Story cubes are physical or digital dice bearing images rather than numbers. When rolled, the random combination of images serves as a generative prompt for storytelling, scenario creation, or lateral thinking. In design workshops, story cubes are used as a creative warm-up, as a technique for generating unexpected user scenarios, or as a way to break the cognitive fixation that sets in after a team has been discussing the same design problem for too long. The randomness is the point — it forces the brain to make connections it would not choose on its own.

What It Is

The Rory's Story Cubes game, which popularised the format, uses nine dice each bearing six illustrated faces. Rolling all nine produces a unique combination of forty-five images. In design practice, the images are used as starting points for user stories, journey scenarios, or lateral brainstorming associations. The method sits at the intersection of play and professional creativity — the playful format lowers inhibition, the associative challenge builds creative muscle.

How to Run It

  1. Roll the story cubes and display the results — physically on a table or digitally on screen.
  2. Ask each participant (individually, then sharing with the group) to build a short user scenario that incorporates at least three of the visible images.
  3. Alternatively, use specific images as forced associations for ideation: 'How might this image relate to our design challenge?'
  4. Capture any scenarios or ideas that emerge from the exercise on sticky notes for potential use in the main design session.
  5. Use the warm-up as a transition activity before a formal brainstorming or ideation session.
  6. Debrief briefly: which associations felt most interesting?
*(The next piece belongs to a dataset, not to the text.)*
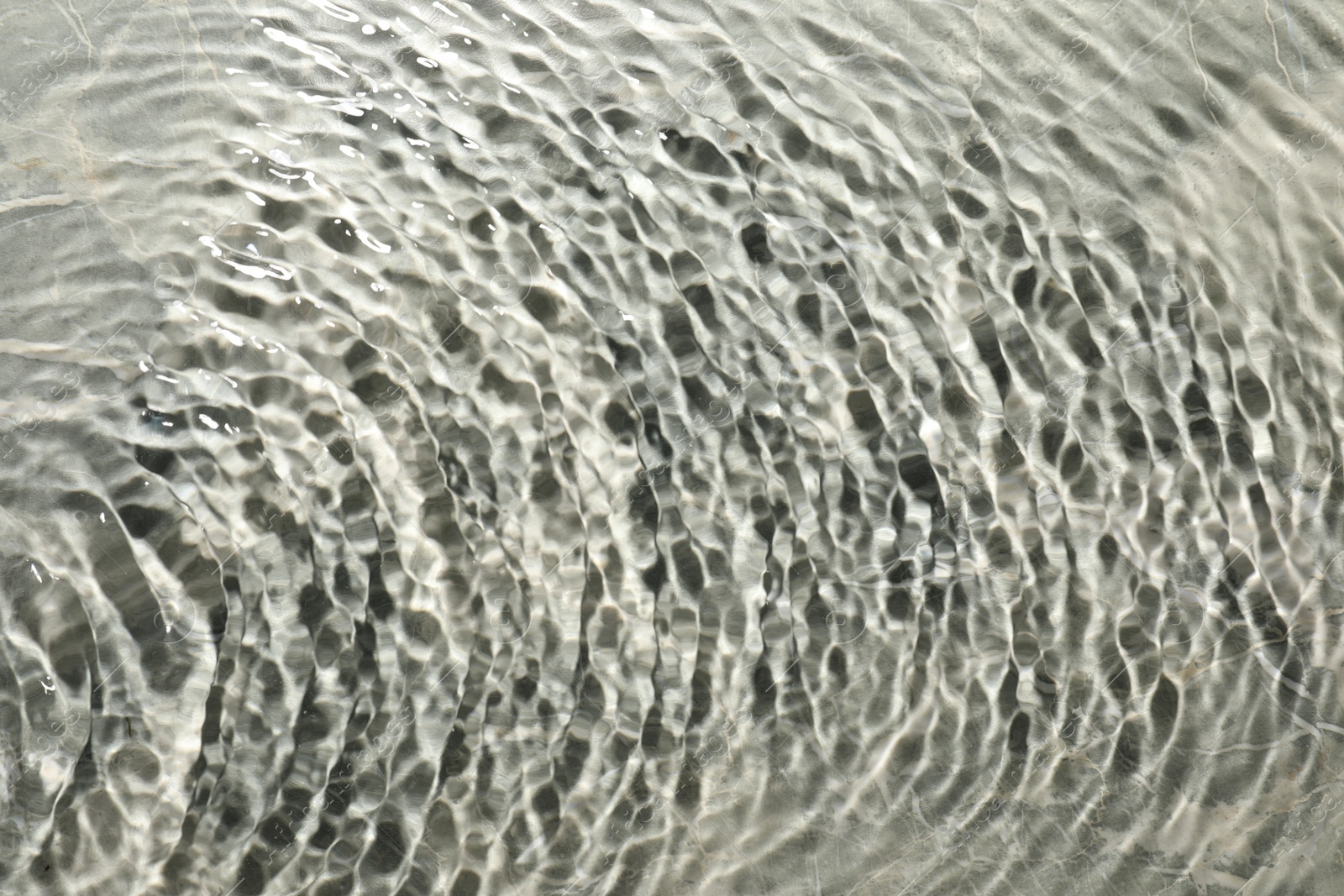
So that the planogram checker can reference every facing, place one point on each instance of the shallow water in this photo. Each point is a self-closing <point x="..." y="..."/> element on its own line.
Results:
<point x="475" y="448"/>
Which were surprising?

When to Use It

Story cubes are most effective as creative warm-ups before ideation sessions where the team needs to shift into generative mode, as energisers in long workshop days where creative energy is flagging, or as a technique for breaking through early-session inhibition in groups that are unfamiliar with each other or unused to creative workshop formats.

Tips for Success

  • Keep the exercise short — ten to fifteen minutes maximum — to preserve its function as a warm-up rather than the main event.
  • Embrace absurdity: the most useful story cubes outputs are often the most unexpected connections.
  • Connect the exercise to your design challenge after participants are warmed up, asking them to use the same creative association skill on the real problem.
  • Use custom image sets relevant to your design domain for more focused lateral thinking.